Angela gave her friend a hug, promising to call her soon, and they left. The night was balmy and they strolled in a leisurely manner to Angela’s car. It wasn’t until they reached the car and separated that Bryce realized that he had been holding Angela’s hand. A little unsettled, he slid into the low seat of the sports car and looked across at Angela. Somehow or other, around Angela he didn’t quite act like himself, and that bothered Bryce.
He didn’t like things that were unpredictable, and he knew that there was little predictability about Angela. He ought to avoid her like the plague. He should go back to the office right away, whether he actually did any work or not. Yet he found himself not saying
a word as Angela pulled out into the street and headed away from the office.

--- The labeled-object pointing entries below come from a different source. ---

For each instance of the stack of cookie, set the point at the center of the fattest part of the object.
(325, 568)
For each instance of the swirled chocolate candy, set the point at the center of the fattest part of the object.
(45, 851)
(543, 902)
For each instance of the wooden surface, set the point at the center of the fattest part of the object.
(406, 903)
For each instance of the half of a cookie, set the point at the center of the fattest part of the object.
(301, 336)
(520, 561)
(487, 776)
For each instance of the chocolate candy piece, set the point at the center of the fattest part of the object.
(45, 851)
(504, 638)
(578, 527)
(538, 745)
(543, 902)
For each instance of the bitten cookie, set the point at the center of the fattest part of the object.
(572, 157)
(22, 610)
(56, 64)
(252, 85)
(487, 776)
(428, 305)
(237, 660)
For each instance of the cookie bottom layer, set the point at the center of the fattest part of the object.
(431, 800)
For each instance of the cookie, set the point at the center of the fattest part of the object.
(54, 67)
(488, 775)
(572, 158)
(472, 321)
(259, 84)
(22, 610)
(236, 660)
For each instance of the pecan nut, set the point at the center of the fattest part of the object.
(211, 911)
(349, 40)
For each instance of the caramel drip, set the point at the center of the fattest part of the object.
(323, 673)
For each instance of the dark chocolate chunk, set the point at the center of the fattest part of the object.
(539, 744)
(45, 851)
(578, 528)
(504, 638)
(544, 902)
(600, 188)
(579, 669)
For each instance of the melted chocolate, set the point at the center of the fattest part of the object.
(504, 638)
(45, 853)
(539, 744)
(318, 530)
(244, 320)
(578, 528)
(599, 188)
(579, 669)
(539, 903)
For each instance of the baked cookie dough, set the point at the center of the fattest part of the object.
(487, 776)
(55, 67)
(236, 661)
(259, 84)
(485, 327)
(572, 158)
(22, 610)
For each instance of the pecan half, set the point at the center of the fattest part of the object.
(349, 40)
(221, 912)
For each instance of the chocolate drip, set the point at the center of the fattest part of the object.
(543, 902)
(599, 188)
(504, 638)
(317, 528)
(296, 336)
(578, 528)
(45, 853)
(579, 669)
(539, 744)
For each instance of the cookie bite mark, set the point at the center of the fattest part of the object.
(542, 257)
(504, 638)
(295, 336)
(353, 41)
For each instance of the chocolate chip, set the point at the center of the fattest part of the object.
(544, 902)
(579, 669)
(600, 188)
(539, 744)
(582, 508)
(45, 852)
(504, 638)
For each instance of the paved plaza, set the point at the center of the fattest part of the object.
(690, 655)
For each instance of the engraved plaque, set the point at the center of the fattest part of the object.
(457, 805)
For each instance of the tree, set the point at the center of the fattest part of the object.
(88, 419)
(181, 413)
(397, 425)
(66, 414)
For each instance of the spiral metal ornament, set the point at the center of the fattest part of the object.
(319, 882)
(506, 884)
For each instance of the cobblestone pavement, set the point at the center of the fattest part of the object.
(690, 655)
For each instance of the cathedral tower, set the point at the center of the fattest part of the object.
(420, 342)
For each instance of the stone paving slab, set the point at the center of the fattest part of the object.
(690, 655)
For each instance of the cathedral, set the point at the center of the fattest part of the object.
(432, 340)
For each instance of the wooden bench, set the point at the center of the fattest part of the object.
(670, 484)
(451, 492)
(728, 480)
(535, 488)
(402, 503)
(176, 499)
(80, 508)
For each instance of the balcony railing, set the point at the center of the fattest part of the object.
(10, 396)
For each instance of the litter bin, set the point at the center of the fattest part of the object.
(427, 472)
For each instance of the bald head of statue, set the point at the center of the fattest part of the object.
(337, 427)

Angela zoomed up to the first traffic signal and stopped. As they sat waiting for the light to change, she casually picked up the credit card receipt from the restaurant, which was sitting on top of her purse and stuck it into a pocket in the car door.
Bryce’s brow went up. “That’s where you put your business entertainment receipts?”
She nodded, then turned to look at him. “Why?” A tiny smile began to play on her lips. “I suppose you keep yours in a more orderly manner?”
“Of course,” Bryce replied as the light changed and Angela started driving again. “You should jot it down, along with the reason for the dinner. A small notebook is good for that, and you can keep it in the glove compartment of your car, or in your purse or briefcase. Stick the receipt in the back of the notebook, and take it out the next day at the office and put it in its file.”
Angela burst out laughing. “Oh, Bryce. I bet you keep your socks neatly rolled and lined up by color in your dresser drawer.” She laughed even harder when she saw his expression. “God, I was right, wasn’t I?”